Mayotte Anchorage

Vega
Hugh and Annie
Fri 14 Oct 2022 05:37


12:46.53S 45:16.12E


The anchorage here in Mayotte is large and sheltered, being within the lagoon and adjacent to Petite Terre Ile Pamandzi. Access to the main island is via a car ferry that runs frequently and is always busy. As ever we are right under the flight path into the airport.


Other than the yacht club, facilities for yachts are minimal. Anything required in the way of parts has to be flown in via Paris and Reunion. It is a very self sufficient live-aboard community here! Being France many of the yachts are steel or aluminium and look tired. There are two washed up wrecks along the shore and one or two afloat that defy their badly rusted hulls to remain so. The masts of what may have been an elegant wooden ketch rise out of the sea just behind us. Unless stuck waiting for parts, which at least two other yachts here are, it is the perfect place to recuperate after getting around Madagascar and before heading off across to Mozambique and down to South Africa.


We first anchored in front of a large motorised barge which is a bit like a huge landing craft. Annie thought we were too close to the moored vessel but I was comfortable. All was well until one night Annie called me up into the cockpit and instead of our normal view across the anchorage we seemed to be tied alongside a metal harbour wall. It was of course the stern of the barge that we were lying against. Annie had put our large round fender on the side for just such an eventuality. Furthermore our dinghy was hung on the side of Vega and acting like a huge fender at the front. With the barge right over our anchor all we could do was let out more anchor chain and fall back and away from the barge. At this point we thought it best to lower the dinghy in case we swung into the barge again. I soon noticed that the dinghy was filling with water - having removed the bung which is what you do to prevent rainwater accumulating when the dinghy is lifted out of the water by a halyard. It must have taken half an hour to sort things with a mixture of panic and laughter.
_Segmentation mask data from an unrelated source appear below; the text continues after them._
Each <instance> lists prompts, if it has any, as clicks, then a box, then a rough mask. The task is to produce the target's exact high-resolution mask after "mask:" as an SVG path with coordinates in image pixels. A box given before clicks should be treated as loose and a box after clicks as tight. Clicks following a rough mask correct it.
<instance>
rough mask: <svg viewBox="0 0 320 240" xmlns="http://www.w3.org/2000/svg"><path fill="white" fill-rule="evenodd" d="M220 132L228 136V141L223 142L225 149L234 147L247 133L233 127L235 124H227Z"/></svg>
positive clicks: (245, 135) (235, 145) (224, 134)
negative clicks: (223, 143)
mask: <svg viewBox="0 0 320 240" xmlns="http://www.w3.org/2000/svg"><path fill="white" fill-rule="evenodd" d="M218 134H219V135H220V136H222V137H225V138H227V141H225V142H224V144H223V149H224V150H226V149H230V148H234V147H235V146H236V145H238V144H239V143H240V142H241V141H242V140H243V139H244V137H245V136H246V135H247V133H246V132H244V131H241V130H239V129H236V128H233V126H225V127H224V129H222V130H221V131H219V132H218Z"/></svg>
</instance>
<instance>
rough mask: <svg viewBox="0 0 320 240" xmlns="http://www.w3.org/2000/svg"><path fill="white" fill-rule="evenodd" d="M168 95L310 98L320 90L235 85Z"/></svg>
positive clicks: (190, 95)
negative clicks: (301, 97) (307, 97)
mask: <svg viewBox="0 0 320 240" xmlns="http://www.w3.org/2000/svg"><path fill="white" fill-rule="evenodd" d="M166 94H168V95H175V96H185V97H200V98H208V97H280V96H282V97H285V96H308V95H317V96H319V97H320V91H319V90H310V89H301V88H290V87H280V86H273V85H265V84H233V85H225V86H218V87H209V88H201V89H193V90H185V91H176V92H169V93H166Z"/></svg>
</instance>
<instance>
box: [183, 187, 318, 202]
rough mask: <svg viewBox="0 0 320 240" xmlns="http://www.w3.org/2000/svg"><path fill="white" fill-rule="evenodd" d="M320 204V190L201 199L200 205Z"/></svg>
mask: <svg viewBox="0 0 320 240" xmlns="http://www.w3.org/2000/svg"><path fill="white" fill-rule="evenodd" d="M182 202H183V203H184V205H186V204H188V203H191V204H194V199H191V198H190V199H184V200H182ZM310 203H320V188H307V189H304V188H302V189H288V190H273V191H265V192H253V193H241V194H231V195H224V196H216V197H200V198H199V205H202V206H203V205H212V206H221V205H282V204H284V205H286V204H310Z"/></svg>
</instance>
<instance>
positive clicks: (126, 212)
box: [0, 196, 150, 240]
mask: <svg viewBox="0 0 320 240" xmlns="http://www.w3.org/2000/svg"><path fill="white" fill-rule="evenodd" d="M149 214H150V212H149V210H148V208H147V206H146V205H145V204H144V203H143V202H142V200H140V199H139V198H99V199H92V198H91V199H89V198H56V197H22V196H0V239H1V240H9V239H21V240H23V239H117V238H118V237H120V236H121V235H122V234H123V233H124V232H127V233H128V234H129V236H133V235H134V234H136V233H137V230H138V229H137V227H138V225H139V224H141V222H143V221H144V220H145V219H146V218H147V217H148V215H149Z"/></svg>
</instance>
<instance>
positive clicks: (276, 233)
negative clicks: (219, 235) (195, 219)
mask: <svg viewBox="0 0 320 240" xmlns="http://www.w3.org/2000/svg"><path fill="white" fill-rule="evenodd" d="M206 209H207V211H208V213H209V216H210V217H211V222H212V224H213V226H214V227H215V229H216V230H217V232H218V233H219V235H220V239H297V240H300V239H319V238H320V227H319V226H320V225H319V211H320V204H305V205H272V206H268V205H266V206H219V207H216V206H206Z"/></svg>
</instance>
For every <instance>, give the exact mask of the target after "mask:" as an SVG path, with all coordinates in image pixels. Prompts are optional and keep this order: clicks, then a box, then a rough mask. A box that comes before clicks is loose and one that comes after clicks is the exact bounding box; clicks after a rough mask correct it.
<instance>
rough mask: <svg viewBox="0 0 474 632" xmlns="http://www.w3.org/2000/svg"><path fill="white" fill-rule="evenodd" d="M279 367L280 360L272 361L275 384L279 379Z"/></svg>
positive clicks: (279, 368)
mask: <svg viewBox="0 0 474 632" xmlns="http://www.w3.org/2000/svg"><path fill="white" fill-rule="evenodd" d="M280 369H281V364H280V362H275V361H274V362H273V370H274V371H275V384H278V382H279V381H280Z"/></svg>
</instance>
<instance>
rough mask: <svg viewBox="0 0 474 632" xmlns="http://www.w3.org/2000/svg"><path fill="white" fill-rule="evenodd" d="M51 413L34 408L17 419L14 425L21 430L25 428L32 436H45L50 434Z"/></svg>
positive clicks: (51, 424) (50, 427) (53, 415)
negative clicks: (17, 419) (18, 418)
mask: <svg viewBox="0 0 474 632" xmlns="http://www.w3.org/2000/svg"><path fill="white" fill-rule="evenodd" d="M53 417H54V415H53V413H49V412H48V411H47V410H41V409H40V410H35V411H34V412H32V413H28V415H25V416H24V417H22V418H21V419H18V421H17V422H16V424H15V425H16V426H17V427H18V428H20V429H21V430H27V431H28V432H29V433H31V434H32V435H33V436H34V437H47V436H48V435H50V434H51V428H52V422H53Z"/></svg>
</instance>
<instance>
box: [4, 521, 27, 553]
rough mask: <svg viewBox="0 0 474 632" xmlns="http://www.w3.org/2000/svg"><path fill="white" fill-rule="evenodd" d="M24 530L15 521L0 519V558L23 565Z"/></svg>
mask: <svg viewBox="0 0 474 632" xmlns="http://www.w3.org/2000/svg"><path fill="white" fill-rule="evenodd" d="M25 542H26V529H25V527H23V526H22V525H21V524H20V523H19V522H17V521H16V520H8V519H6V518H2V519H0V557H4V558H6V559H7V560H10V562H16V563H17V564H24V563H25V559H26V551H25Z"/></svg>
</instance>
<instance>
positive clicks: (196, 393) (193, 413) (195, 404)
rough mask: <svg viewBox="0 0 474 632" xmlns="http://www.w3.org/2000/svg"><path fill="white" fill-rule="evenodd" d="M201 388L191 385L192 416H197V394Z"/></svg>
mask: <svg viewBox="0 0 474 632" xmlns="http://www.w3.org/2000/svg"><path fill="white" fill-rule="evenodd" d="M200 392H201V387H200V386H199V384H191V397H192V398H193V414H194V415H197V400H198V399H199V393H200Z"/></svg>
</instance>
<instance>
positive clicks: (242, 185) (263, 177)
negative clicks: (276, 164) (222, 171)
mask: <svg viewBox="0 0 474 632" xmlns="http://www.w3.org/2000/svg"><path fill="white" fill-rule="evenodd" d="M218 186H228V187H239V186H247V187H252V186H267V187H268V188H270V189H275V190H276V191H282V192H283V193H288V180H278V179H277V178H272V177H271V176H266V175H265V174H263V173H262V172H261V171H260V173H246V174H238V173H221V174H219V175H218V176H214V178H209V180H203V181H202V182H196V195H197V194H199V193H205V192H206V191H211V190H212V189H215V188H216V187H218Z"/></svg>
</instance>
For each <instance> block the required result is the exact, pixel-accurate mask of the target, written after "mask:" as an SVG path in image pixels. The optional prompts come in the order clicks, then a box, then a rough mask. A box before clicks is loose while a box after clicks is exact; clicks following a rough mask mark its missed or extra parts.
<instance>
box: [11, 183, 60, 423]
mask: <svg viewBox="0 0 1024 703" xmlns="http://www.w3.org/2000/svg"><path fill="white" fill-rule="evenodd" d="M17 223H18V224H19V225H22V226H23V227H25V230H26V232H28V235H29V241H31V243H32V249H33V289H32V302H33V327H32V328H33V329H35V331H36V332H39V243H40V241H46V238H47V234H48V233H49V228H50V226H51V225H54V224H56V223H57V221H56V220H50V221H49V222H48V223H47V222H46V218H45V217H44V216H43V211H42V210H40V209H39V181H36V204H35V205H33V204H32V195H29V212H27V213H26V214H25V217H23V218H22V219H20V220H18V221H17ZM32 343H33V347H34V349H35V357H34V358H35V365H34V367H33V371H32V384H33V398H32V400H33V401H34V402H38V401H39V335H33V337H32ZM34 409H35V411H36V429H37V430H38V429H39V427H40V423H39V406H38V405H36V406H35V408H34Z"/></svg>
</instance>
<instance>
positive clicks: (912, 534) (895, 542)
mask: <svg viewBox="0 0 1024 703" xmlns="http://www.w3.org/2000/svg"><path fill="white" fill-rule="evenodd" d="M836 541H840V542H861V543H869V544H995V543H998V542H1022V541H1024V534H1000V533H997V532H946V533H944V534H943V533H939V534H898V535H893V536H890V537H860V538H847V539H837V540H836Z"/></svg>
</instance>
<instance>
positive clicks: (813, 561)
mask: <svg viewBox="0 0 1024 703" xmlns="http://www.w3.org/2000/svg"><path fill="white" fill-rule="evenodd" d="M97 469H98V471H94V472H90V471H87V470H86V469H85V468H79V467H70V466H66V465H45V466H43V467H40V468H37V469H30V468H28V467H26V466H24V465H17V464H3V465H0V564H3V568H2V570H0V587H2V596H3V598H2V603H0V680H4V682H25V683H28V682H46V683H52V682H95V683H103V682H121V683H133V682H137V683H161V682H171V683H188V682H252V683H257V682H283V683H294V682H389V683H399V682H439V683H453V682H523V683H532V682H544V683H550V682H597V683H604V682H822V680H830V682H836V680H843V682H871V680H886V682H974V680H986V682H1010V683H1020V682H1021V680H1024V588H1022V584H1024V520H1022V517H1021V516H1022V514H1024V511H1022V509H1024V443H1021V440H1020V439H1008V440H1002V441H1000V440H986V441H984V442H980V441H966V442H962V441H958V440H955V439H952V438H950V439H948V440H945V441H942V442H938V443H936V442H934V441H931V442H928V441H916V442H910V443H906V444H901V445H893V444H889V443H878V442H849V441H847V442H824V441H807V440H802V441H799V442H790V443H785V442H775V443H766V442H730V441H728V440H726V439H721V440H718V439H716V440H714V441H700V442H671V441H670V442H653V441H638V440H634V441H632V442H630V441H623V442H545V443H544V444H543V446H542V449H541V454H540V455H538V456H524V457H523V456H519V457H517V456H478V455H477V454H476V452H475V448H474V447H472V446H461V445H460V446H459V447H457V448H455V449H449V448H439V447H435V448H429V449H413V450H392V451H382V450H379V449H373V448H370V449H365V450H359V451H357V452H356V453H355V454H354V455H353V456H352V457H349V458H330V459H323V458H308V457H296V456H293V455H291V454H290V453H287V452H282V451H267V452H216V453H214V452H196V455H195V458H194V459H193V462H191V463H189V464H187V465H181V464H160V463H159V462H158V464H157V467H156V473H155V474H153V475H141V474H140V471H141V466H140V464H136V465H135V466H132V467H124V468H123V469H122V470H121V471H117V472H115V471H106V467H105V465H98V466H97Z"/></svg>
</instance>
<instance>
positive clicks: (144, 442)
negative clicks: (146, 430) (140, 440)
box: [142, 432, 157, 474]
Our repair work has included the toilet, which had refused to either flush or empty. I tracked down a large and elegantly shaped lump of calcium deposit that was wedged in the flapper valve. Removal of the lump has restored life to the toilet but it needs priming with water tipped into the bowl and so it is still work in progress. The other repair that has taken a lot of time to investigate and will likely prove fruitless is the loss of data to our cockpit wind instrument. We know that there is not a problem between the connection at the base of the mast and the cockpit instrument because it works when we connect the new cable, attached to the old anemometer. The problem is therefore likely to be with the mast head fitting into which the cable is sealed. We thought replacement of this together with the cable would be straightforward but oh no, Selden masts have a drip loop tied in the cable run at the base of the mast and before the cable is fed down a corrugated plastic tube though the mast step. This loop cannot be accessed without removing the mast and prevents the cable from being withdrawn. The more we think, investigate and seek advice the more we realise this is a job for South Africa. As a temporary option we may fit the new cable onto the pushpit rail. At least we will then have some wind information - albeit it will read less than at the masthead and the direction may be less accurate. It’s going to be like sailing a dinghy down to Richard’s Bay.


On a more positive front we have found a Carrefour supermarket from which we will provision for the next leg. It is well stocked with all the usual French goodies and we can buy enough tins of cassoulet and tartiflette to keep us in comfort food without the need for the freezer. This we have switched off because a combination of less wind and much less output from the solar panels than in the Seychelles mean that we have been needing to run the engine for one or two hours each day. Without the freezer we can just about manage to keep the batteries charged. There is a fruit and veg market not far away that we have yet to investigate.


The only other thing we need to do is refuel. The fuel dock at the harbour side is for petrol only (most of the boats other than the yachts have four stroke outboards) so it looks like a taxi ride to the Total service station with our containers. It only took 60 litres to completely fill the tank meaning we only have three containers to take to the filling station. The weather is very quiet at the moment and this looks set to continue so we will need plenty of fuel on board (400 litres all up, enough for around 200 hours or 8 days).


We would like to take the ferry across to the main island for one day and see a lemur or two before we leave and we aim to be heading off on or around Wednesday 19th October.